Hi @Allamrahul have you verified the pointcloud information is being loaded correctly and in the right order?

By this, do you mean how main.py is loading the .npy file? The script is meant for .bin files but it should work for .npy files as well. Please let me know if I am missing something.

Allamrahul commented 1 year ago

@GuillaumeAnoufa I have fixed this. I reversed it twice so it actually should not of affected the final model but better to have correctly named variables/args...

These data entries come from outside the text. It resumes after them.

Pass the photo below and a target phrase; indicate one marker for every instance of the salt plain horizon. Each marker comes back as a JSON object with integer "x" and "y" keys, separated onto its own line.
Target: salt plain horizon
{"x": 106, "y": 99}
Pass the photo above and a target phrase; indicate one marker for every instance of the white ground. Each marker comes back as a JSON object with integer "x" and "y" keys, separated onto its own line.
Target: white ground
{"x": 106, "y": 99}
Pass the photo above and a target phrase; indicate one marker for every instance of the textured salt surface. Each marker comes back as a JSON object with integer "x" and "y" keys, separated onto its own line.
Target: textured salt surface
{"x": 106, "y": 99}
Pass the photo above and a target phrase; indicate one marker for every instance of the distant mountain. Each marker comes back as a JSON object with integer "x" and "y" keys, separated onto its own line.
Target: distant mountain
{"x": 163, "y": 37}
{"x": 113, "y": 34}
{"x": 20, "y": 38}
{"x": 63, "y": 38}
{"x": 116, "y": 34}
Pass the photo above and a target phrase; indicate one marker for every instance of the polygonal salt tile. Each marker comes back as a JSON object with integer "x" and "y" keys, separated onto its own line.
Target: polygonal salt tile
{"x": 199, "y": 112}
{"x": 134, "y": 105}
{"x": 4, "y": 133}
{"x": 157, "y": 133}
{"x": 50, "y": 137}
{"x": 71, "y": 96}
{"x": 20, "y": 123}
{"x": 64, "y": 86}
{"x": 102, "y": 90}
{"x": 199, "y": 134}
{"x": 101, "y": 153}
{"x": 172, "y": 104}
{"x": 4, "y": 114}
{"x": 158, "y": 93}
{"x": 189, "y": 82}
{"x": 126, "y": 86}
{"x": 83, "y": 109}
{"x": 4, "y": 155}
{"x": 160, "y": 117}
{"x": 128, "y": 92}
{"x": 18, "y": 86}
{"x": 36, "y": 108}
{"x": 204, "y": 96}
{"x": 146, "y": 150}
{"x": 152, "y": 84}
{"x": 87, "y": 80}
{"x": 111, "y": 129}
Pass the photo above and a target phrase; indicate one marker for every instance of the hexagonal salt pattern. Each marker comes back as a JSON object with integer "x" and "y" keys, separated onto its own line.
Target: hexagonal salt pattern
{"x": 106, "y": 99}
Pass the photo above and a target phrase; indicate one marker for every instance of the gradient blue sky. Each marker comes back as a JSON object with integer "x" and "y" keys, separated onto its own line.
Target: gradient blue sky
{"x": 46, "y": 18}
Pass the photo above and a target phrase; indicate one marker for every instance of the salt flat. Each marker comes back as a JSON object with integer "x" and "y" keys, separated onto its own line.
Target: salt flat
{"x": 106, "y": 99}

Hi, I used this commit but when I compared my results using the pth file Vs TRT inference, my predictions matched in box sizes, z dimension and confidence but not in X and Y coordinates. I tweaked the code the following way: In exporter.py, I kept the following line unchanged: onnx_final = simplify_preprocess(onnx_simp, VOXEL_SIZE_X, VOXEL_SIZE_Y, MAX_POINTS_PER_VOXEL) But in simplifier_onnx.py, I swapped the order: def simplify_preprocess(onnx_model, VOXEL_SIZE_Y, VOXEL_SIZE_X, MAX_POINTS_PER_VOXEL) and made VOXEL_ARRAY = np.array([int(VOXEL_SIZE_X), int(VOXEL_SIZE_Y)]).

This is atleast allowing me to get the same results across both eval using pth and using the onnx file for TRT inference. Not sure why this is working. That being said, I am getting slightly lesser number of predictions when I make predictions using TF-RT. Not sure why this is. Would really like some help in to understand if what I am doing is right.

rjwb1 commented 1 year ago

Hi, this is the same as my original commit before the suggestion was made by @GuillaumeAnoufa to change it. I guess I was right all along as I inspected the model in netron. I'll revert the commit suggested by @GuillaumeAnoufa

Allamrahul commented 1 year ago

Hi, I tried your 1st commit but that's not working: The following is the analysis:

In your 1st iteration:

Call: X, Y Fn def: Y, X VOXEL_ARRAY: Y, X

conclusion: Call's X maps to VOXEL_ARRAY[0] Call's Y maps to VOXEL_ARRAY[1]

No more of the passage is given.